Калинка сбежала. Так же исчезли оружие, одежда и остаток денег. На деревянном полу сиротливо желтело послание ушкурников императору – хватило мозгов не брать. Броситься на поиски? Ну-ну, в чужом городе, без одежды и оружия, с беременной спутницей на руках…
Лошадь с повозкой наверняка тоже уведены. Весело.
А это что? Из-под третьей подушки торчал мешок с лекарством. Вспомнилось: «Веди в войско пахана. – Зачем? – Ненавижу их». Калинка решила мстить? Скорее, просто наплевала на все, чтобы пожить всласть. По ее же словам, одно другому не мешает. Учитывая темперамент девицы, лепила в скором будущем озолотится. Или через поколение империя вымрет без воспроизводства.
– Ой! – Любослава грузно села, а руки схватились за живот.
Вот. Именно этого мне не хватало для комплекта. Теперь комплект полон. Или еще не полон?
– Начинается?!
Сквозь зубы запрокинутого лица просочилось:
– Давно началось. Я не из-за Калинки разбудила.
– Уверена? – Может, пронесет? Может, не сейчас? Может, еще сплю?
– Выделения и боли уже с неделю, я просто не говорила. – Любослава перевела дух. – Схватки идут несколько часов.
– Что делать?
Мне всегда казалось, что я умный и находчивый. Надо же так ошибаться. Изображать столб почему-то не помогало, а на другое не хватало фантазии.
– Нужен обеззараживатель.
– Обез… как он выглядит?
– Скажи содержателю, поймет.
Подхваченное покрывало взлетело на плечи, коридор промелькнул, лестница едва не проломилась. Бешеный взгляд шарахнулся по сторонам: тускло озаренный холл казался пустым. Нет, за стойкой что-то шевелилось.

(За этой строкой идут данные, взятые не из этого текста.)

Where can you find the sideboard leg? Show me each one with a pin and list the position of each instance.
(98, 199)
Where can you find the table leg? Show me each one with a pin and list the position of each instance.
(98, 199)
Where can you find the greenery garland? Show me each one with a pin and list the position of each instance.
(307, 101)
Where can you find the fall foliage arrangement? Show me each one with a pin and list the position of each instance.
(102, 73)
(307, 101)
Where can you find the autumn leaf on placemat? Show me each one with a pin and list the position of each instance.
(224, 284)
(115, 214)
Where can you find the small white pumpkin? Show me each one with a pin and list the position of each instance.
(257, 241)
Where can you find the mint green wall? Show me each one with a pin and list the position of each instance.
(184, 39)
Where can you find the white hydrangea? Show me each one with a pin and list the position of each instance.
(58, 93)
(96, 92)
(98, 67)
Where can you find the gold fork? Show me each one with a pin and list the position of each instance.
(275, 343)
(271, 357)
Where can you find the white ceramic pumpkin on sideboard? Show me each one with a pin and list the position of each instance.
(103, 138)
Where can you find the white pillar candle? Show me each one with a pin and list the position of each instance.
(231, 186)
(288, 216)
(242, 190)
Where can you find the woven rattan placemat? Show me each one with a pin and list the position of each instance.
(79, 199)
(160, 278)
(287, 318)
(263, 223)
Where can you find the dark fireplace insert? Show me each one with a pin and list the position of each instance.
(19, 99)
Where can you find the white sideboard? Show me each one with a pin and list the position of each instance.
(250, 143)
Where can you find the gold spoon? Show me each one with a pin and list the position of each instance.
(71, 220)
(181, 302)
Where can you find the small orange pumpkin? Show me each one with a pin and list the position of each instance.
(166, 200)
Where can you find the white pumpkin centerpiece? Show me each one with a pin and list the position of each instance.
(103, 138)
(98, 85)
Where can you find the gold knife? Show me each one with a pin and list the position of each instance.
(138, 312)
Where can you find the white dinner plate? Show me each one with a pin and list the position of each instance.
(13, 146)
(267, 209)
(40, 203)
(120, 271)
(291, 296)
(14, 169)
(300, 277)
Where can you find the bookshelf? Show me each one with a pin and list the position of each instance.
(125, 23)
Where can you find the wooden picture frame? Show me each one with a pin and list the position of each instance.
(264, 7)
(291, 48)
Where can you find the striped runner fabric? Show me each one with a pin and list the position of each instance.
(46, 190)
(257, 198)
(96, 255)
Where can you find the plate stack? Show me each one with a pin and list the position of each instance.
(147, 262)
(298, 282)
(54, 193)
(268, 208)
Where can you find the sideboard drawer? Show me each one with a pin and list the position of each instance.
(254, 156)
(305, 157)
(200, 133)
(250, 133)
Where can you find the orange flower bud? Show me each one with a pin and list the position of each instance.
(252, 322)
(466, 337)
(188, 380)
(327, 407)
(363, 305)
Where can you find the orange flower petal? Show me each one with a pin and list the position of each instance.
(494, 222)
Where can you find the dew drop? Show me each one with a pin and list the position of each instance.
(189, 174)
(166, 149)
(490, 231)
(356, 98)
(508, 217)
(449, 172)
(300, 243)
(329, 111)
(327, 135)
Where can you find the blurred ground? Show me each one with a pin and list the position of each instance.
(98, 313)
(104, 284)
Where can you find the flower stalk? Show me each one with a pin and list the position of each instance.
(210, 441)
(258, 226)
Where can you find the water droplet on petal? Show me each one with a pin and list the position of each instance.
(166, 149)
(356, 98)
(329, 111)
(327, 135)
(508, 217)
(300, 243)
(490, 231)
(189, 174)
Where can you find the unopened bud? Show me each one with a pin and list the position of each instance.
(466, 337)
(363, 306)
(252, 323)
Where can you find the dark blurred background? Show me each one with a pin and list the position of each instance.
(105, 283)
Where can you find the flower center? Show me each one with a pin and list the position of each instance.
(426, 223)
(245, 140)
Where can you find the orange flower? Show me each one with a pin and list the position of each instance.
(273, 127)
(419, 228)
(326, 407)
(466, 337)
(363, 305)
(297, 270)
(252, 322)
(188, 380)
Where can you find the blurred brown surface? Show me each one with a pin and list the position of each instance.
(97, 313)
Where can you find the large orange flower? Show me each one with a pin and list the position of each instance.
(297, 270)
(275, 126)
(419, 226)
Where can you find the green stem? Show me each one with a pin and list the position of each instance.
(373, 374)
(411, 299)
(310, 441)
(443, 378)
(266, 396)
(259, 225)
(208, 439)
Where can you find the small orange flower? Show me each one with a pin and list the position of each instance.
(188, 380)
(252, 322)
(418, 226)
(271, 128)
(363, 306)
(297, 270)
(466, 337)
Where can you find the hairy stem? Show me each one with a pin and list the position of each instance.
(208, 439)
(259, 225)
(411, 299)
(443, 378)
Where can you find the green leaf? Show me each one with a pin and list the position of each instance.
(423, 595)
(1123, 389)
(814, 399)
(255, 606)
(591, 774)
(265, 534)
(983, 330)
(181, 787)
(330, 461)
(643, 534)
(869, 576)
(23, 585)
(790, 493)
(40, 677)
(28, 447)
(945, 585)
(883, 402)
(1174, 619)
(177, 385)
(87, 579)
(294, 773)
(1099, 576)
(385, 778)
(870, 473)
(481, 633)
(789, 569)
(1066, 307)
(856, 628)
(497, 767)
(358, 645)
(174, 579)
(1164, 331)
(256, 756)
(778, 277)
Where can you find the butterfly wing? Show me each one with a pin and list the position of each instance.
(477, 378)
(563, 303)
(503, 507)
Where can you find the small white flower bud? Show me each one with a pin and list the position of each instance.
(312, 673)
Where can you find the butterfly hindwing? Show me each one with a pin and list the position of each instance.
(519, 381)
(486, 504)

Нужное слово вылетело из головы. Я поступил проще:
– Хозяин! У моей жены роды!
Лоб сонного содержателя гостиницы сошелся гармошкой, брови скакнули вверх:
– У вас все есть?
– У нас ничего нет! Потому я здесь!
– Одну минуту.
Ровно через минуту лестница вновь вздрогнула под моим топотом, я ворвался в комнату со свертком в руках. Молодцы гостиничники, ко всему готовы. Набор для родов в качестве НЗ лежал у них в подсобке: ткань чистая, ткань промасленная, тряпичные тампоны, полотенце, закрытый графинчик…
В мое отсутствие излились околоплодные воды. Зрелище не для слабонервных: над лужей корчилось растопыренное тело, глаза закатились, открытый рот напоминал издыхавшую на воздухе рыбу.
– Командуй. – Руки опустились, и дальше мой организм действовал в режиме робота.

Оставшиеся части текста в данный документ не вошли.